Memphis gets a bad rap for its crime rate, but in my experience most of it is limited to things like property crime (EVERYONE has a story about their car getting broken into and the like). There are occasional stories of violent crime, particularly of an isolated individual getting held up at gunpoint–this happens with some frequency around the university area–but if you exercise common sense (e.g., avoid unlighted and depopulated areas at night if you’re walking alone), you’ll probably be OK.
The one annoying thing that you can’t avoid in Memphis is panhandlers. They’re particularly relentless downtown, although you’ll encounter them hanging outside gas stations or drugstores in most neighborhoods, always ready with a story about how they need a couple of bucks since their car just ran out of gas or they need to catch a bus or something else. Typical for most big towns, of course, and something you’re probably familiar with already, but it can be a surprise for someone coming from a smaller town in the South (and since Memphis is only a big town in relationship to its much smaller neighbors, the ratio of panhandler : city size seems a bit disproportionate here). Anyway, it’s a nuisance you learn to live with and/or avoid, if you haven’t already.
For nightlife, I rarely venture downtown (which is mainly populated by tourists and the aforementioned panhandlers), but there are a few decent bars there (the Flying Saucer is particularly good for draft beer, while Earnestine & Hazel’s farther down on Main Street probably has the best atmosphere).

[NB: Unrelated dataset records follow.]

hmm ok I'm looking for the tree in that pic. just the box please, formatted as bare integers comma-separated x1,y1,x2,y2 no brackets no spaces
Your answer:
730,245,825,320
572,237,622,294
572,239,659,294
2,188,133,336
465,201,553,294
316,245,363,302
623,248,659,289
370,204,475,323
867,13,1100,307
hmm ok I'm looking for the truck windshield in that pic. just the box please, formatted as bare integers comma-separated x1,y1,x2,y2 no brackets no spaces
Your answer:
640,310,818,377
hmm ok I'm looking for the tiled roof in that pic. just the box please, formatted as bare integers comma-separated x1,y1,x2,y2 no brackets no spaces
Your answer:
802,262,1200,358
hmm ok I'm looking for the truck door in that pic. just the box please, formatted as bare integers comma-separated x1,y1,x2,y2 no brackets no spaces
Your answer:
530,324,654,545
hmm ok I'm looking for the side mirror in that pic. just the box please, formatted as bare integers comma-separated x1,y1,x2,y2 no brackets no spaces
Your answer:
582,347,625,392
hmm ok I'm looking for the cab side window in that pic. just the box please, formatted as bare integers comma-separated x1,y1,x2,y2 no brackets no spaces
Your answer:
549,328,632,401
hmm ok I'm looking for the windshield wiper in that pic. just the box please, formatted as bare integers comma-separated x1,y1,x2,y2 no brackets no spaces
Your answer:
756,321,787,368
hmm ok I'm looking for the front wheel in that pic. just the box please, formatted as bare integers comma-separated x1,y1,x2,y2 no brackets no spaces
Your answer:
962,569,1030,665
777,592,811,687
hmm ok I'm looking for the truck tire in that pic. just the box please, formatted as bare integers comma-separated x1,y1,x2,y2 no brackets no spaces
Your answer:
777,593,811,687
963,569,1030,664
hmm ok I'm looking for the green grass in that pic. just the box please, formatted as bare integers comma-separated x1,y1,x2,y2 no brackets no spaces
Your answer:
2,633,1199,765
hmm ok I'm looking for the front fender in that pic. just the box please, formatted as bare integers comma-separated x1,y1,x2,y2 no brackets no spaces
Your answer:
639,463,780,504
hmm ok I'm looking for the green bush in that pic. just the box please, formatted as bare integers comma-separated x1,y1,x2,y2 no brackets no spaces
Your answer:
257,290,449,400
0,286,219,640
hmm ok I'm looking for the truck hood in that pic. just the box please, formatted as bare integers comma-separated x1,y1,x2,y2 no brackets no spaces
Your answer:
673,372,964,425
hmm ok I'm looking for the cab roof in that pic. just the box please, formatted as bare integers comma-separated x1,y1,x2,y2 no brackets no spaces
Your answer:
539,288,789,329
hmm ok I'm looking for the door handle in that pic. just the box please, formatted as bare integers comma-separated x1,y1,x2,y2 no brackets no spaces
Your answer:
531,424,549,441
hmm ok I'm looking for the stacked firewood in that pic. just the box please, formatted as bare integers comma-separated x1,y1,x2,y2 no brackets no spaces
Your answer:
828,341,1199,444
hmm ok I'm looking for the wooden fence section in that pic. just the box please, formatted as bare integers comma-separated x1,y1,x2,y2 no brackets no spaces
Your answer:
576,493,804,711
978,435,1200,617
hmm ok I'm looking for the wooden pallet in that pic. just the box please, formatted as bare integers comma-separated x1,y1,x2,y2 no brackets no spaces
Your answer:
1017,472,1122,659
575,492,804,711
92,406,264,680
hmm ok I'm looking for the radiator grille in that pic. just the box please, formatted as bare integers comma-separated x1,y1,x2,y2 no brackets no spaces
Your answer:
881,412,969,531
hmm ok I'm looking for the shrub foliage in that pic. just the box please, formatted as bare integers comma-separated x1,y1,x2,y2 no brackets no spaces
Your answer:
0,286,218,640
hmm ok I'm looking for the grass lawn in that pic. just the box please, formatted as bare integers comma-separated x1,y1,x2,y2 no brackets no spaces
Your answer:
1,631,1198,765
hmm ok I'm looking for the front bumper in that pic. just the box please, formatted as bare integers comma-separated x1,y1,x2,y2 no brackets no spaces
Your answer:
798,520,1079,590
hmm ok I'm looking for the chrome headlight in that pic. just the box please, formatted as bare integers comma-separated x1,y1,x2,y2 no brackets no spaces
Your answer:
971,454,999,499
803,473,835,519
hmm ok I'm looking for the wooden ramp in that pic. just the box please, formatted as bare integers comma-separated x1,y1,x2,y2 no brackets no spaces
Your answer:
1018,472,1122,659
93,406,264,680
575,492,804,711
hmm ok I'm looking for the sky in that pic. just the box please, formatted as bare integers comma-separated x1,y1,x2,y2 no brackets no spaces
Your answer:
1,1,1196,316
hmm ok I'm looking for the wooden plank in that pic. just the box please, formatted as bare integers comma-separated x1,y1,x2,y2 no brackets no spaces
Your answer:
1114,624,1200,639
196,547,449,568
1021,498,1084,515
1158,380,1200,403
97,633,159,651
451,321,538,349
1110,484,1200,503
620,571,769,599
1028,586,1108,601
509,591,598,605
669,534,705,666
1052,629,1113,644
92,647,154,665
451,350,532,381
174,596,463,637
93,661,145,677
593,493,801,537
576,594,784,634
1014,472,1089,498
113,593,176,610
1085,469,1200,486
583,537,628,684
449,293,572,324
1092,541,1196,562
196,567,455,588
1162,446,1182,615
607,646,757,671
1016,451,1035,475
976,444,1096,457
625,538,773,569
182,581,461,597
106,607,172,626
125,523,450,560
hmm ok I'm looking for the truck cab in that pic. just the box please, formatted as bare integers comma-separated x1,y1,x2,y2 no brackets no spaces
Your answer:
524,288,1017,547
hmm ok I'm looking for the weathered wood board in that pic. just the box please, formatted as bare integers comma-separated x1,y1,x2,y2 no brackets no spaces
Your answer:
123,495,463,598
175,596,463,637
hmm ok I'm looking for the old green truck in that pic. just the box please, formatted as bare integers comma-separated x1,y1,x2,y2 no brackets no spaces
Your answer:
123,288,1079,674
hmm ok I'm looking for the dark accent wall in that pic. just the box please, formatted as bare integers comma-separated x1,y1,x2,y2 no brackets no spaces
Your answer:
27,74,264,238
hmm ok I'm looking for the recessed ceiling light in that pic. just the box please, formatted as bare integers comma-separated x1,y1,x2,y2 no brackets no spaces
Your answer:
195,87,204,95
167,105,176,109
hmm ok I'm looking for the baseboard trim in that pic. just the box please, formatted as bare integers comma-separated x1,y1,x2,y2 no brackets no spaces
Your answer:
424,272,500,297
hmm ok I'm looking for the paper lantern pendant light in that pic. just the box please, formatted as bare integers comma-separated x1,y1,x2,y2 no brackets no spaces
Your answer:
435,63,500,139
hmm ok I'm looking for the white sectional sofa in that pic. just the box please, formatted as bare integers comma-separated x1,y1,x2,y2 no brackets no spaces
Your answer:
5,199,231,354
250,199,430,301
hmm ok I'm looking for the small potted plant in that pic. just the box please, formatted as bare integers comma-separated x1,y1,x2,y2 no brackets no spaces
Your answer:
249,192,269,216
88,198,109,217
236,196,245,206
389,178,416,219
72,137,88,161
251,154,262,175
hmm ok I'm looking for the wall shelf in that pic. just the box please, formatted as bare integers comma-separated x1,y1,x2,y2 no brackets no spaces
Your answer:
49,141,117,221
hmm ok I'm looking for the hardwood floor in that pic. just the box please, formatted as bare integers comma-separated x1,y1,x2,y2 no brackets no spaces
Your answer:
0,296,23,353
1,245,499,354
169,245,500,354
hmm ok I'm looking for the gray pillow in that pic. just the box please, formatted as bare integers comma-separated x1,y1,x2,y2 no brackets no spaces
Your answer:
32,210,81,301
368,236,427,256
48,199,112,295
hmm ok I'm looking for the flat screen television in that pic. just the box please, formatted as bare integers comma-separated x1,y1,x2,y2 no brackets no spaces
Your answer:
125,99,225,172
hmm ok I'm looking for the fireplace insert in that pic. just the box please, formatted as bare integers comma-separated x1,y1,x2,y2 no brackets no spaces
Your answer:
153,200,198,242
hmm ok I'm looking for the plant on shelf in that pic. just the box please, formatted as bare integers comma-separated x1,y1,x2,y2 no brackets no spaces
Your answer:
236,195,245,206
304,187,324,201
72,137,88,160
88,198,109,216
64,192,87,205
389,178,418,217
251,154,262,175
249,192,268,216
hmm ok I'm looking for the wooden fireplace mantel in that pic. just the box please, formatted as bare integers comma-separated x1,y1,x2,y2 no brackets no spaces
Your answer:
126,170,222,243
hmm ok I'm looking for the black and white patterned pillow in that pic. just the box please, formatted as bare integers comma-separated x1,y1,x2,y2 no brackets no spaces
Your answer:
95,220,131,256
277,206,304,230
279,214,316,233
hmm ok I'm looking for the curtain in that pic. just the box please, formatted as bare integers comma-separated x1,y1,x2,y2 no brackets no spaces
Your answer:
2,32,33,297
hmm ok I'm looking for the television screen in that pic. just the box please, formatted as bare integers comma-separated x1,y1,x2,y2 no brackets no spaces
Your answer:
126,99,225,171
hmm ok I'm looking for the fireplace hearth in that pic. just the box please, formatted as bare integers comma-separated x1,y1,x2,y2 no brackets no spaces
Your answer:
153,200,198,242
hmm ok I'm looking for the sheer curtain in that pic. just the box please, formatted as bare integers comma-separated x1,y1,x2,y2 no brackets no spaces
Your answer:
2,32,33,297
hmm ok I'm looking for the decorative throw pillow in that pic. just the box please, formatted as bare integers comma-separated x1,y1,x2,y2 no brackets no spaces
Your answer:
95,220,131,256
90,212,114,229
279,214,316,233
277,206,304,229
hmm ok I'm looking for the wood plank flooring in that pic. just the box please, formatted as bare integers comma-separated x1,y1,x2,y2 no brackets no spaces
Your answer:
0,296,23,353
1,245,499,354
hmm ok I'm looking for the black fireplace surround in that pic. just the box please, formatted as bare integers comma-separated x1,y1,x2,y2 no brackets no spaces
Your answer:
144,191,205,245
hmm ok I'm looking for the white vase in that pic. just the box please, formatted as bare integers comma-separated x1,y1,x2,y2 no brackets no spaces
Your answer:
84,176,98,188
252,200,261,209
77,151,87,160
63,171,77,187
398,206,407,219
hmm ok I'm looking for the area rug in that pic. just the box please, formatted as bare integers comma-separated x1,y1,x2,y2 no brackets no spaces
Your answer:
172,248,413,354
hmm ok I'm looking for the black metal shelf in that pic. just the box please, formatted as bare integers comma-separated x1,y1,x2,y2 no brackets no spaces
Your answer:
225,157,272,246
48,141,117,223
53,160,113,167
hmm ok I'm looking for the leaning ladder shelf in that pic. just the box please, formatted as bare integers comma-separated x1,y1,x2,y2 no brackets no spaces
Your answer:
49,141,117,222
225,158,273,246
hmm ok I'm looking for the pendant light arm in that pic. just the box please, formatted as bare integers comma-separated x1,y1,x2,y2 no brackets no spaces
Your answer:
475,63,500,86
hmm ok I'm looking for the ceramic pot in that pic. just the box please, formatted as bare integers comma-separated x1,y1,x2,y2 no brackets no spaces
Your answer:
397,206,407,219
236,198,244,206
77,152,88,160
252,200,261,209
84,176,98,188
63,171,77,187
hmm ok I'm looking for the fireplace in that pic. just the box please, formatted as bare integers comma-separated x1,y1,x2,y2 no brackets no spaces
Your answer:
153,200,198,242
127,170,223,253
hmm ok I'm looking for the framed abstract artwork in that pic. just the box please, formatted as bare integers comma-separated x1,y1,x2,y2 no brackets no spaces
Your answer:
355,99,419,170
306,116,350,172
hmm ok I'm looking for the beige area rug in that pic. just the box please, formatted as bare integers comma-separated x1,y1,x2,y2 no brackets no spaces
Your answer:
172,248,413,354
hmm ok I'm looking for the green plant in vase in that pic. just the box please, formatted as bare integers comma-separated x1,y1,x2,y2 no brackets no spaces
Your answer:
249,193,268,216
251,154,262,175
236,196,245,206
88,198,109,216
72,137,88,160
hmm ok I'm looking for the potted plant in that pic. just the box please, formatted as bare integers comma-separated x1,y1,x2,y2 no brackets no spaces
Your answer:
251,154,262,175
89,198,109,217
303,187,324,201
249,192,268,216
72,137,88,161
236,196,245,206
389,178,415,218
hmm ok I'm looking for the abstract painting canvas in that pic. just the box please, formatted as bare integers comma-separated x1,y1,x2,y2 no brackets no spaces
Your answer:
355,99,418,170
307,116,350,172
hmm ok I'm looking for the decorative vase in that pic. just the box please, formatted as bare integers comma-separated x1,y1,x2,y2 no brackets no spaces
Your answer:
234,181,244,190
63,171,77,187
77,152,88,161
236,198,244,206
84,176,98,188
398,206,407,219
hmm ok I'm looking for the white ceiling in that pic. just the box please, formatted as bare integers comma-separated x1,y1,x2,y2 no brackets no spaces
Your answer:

There’s a blighted urban wasteland between downtown and Midtown, a legacy of the I-240 construction.
And then there’s Midtown, which (I agree with posters above) is the preferred hang-out for locals. The Cooper-Young and Overton Square areas are particularly popular, and the residential neighborhoods are quite nice–a lot of quaint 1920s bungalows along tree-lined avenues, with the notable exception of Union Avenue (the only really ugly spot in Midtown, primarily lined by strip malls and fast-food joints). Midtown is personally my favorite part of the city, and it definitely features the highest concentration of liberals (and a few hipsters here and there, but not too many).
East Memphis isn’t as cozy or intimate as Midtown, but it features several good restaurants and a lot of shopping complexes. Past East Memphis, you’re into Germantown and other suburbs, with which I’m not as familiar (although from what I have seen, the suburbs are much whiter, blander, and more conservative than Memphis proper–BUT Germantown does feature the Commissary, one of the best places for BBQ in this area).
I technically live in East Memphis, just a few blocks away from the University of Memphis–although to be honest, this is kind of a liminal area, too far east to be Midtown (particularly if you consider East Parkway as the easternmost perimeter of Midtown) but too far west of the big shopping centers of East Memphis.
I like Memphis in general. It’s got its issues–the city government is generally incompetent, and a lot of visions for positive redevelopment vanish as pipe dreams–but it’s got a lot of character. Quirky, dysfunctional character, but attractive nonetheless. This reflects a lot of the population, which has its share of quirky characters. They’re good people, and I like living amongst them (and like to think I’m transforming into one of their kind).
So, welcome! And if anyone really does hold a Mem-Dope fest, I’d love to attend–never been to such a gathering before.